Δ The right lung is the usual recipient of anything accidentally inhaled – such as your tongue piecing hardware when you are in a car crash, or the cola that was a little too bubbly and “went down the wrong pipe.” The reason is that the trachea forms a more or less straight line to the right lung, and bends for the left one. The fact that we choke as infrequently as we do is an amazing testament to the efficiency of the epiglottis slamming shut over the trachea on cue.
Δ Arteries, veins and nerves are distinguishable with experience. Arteries have much thicker walls because they carry blood under pressure. The aorta (the main blood vessel leaving the heart) has walls nearly an eighth inch thick, which gave me a new understanding of the force required to tear the aorta after, say, a catastrophic car accident.

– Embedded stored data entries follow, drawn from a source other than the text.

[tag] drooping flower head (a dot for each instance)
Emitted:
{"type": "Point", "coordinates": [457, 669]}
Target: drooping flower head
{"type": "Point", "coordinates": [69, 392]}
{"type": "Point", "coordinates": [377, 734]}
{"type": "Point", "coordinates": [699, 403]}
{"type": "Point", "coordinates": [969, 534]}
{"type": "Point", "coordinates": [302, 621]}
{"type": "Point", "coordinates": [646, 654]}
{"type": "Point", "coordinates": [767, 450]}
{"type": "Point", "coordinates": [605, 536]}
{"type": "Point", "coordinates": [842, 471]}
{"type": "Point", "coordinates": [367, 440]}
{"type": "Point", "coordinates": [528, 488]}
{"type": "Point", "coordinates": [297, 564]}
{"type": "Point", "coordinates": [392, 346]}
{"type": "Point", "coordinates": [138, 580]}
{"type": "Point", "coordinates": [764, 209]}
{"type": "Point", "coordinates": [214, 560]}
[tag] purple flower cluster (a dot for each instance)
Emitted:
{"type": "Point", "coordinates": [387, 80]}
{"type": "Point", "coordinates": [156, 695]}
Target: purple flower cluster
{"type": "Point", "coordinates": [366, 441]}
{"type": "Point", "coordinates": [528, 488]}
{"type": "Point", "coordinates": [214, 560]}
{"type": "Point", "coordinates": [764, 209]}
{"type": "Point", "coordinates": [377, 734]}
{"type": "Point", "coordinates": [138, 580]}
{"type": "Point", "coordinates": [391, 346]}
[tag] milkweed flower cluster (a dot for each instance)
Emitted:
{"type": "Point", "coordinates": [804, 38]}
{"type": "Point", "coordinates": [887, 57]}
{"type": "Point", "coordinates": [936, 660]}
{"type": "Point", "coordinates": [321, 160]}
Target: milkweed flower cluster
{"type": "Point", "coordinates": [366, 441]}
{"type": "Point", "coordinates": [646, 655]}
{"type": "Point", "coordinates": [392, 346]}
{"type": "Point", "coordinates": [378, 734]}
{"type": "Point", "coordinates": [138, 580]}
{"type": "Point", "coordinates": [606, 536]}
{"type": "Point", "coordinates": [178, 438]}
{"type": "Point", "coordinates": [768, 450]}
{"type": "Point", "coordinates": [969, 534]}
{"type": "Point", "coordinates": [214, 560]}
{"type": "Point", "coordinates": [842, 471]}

Δ Veins are almost tissue paper thin, to the point that I am amazed they last the 75 – 100 years most of us use them. Nerves are ridiculously difficult to find, and are reminiscent of tiny tendons: white and fibrous, and very very thin.

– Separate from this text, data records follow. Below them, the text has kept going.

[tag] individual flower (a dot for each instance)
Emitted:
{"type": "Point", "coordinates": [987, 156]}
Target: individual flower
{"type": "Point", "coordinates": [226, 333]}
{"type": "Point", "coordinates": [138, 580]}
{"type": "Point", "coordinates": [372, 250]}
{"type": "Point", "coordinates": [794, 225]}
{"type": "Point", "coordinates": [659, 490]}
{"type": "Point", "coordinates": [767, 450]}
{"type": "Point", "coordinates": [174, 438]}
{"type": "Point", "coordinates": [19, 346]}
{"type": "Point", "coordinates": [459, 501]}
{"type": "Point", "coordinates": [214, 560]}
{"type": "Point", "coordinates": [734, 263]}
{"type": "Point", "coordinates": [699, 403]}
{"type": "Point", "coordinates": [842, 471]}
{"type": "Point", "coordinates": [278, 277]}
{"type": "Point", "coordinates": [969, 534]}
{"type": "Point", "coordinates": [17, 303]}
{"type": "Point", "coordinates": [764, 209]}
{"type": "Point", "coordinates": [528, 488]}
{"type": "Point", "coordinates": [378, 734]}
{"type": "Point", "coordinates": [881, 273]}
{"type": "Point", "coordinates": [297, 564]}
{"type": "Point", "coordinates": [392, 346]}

Δ I held a human heart in my hands, and marveled at the difference in muscle thickness between chambers. The left ventricle is the thickest, as it does the majority of the work. I saw the remains of a pacemaker in one case, and artificial heart valves in another.

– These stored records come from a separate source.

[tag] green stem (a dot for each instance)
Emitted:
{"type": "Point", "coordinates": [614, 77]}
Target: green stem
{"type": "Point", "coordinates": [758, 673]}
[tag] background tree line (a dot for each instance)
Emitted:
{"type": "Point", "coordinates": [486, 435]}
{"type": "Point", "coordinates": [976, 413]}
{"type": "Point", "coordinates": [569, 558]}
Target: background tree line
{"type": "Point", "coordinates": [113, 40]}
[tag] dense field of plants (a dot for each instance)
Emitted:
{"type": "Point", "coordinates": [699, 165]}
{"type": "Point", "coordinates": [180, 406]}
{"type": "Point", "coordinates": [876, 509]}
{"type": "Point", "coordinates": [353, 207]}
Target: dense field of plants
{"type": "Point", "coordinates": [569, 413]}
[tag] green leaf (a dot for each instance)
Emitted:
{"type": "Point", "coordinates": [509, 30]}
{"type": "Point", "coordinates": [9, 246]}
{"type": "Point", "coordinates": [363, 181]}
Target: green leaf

Δ I saw the vestigal remnants of the hole between the right and left atria, which are necessary when the fetus is still hooked up to the umbilicus, and the remnants of the vessels and nerve bundle running up under the liver that is no longer needed after birth. Sometimes that hole between heart chambers doesn’t heal itself, and surgery is needed for infants to patch it shut. It is incredible that we can even do that at all.
Δ Surgeons have a reputation for being callous, egotistical and abrupt, and the common nostrum is that this arises from repeated exposure to what the rest of us think of as carnage. Perhaps the truth is at times, a little deeper. Entering another person’s body – even when dead – is a singular act of intimacy, and if one lingers too long in the sacred gravity of that knowledge, the surefootedness certainty required for decisive action will evaporate.
Δ When I shared my experience in the lab, my dentist and my doctors talked to me at length about their recollections of Gross Anatomy labs when coming through school. Like combat or firefighting, this is a unique thing that has to be experienced to be understood, and everyone comes away with their own variation on our shared reality.
Δ Every “medical adventure” I’ve ever had – every surgery, every accident – is in sharp relief, and more clearly understood, now that I have been inside.
Δ If I ever get another chance to do this, I’ll leap at it!